Читаем Dead Sea полностью

    I watched him go, shoulders slumped, head to the deck. He didn't look at anyone as he passed them, especially the kids. I felt sorry for the guy. Sorry for us all. We'd survived. We'd beat the odds. We were still alive. But was it worth it?

    I watched Tasha and Malik as they played and decided that it was; if only for them.

    I closed my eyes and leaned back against the rail, letting the ocean breeze cool my skin. I listened to the roar of the waves. Listened to the screeching birds. Listened to the kid's laughter. It all blended together.

    With my eyes shut, it sounded like screams.


* * * *


    Stephanie died in the middle of the night. Weak and dehydrated, she'd slipped into a diabetic coma shortly before sundown. Wasn't much any of us could do for her. Joan kept her warm and wiped her forehead with a cool washcloth. Held her hand and talked to her. Watched her go and made sure she didn't do it alone. Sometimes, that's the best you can hope for in this world.

    Stephanie Pollack had lived in an apartment in Baltimore and was diabetic. That was all any of us knew about her. Joan said that before she'd slipped into the coma, Stephanie had whispered some names. But those names had died with her. No tears were shed. We hadn't known her long enough. It was sad. Demoralizing and depressing. We were still human after all, and another human's passing, even a stranger's, was cause for reflection. But what was there to reflect on, except our own fucked-up situation? How to remember her? Stephanie had no purse, no identification, nothing that would give us a deeper glimpse into her life and who she'd been. Her locker was empty, as was the storage space beneath her rack. Was she married? There was no ring on her ringer, so probably not. Divorced, then? Widowed? Gay? Did she have children, and if so, were they still alive somewhere out there, or had they joined the ranks of the others? Brothers or sisters? She must have had parents, at least. Were they alive or dead? We would never know.

    Again, I found myself wondering what the fucking point was. Why continue fighting, continue struggling to survive? In the end, you died with a bunch of strangers who couldn't even eulogize you properly because they didn't know shit about you. When you died, you were supposed to live on in the memories of others. That's what I'd always been told. Didn't matter what you believed, which religion you subscribed to, what god you worshipped. The simple fact was that none of us knew what lies beyond. Immortality and eternal life? The only sure shot at that was the memories of those you left behind-your friends and family. But if you had no one, if you were alone in this world, who would remember you when you were gone? If memories were your only shot at eternal life, and there was no one to remember you, what then? If there was such a thing as a soul, what happened to it? Maybe death was all there really was. Maybe there was no such thing as eternal life. But now, even death wasn't the end, thanks to Hamelin's Revenge. Did the zombies still have their souls or were they just hollow shells? Could the person who'd once inhabited their bodies still be alive inside, conscious even after death, and if so, did they scream?

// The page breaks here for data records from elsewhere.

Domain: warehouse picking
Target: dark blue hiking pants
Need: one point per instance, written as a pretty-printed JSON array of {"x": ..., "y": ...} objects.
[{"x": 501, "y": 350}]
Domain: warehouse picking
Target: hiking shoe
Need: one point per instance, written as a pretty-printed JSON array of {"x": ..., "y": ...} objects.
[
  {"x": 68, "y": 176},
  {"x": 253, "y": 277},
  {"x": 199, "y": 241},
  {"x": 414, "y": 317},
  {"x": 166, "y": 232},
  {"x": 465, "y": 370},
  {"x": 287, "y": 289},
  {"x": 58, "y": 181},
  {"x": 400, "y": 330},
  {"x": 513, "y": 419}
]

    Why not just go outside, climb over the rail, let go, and fall into the ocean? After all we'd seen and done in life, and all that had happened to us, both good and bad, all the triumphs and tragedies and everything associated with them, what was the fucking point? Was it all just to die among a bunch of strangers who barely knew your name? Or to end up inside a zombie's stomach or worse yet, to walk around like one of them, putrefying on the go?

    Word of Stephanie's death spread quickly through the ship. Murphy woke Mitch and me to tell us. He'd stood in the passageway, leaning through our hatch, silhouetted in red light. His breath smelled like cough syrup and his voice was slurred. If he was down to drinking cough syrup already, what would he do when he ran out of that? I wondered if there was any rubbing alcohol onboard.

    After Murphy left, Mitch and I didn't talk. The kids hadn't woken up and we didn't want to disturb them. Soon I heard Mitch softly snoring again. It amazed me, how quickly he'd fallen asleep. I lay there in the darkness, hands behind my head, and stared at the ceiling. My rack swayed with the ship, but I wasn't queasy. Tony's suggestion had worked. During dinner, I'd wolfed down a bunch of saltine crackers. They'd done the trick. No more seasickness.

    Heartsickness-there was no cure.

    I didn't fall back asleep.

    The others slept like the dead. I wondered if they dreamed and wished that I could, if only to escape this world for a little while. Even a nightmare would have been welcome. It certainly couldn't have been as bad as reality.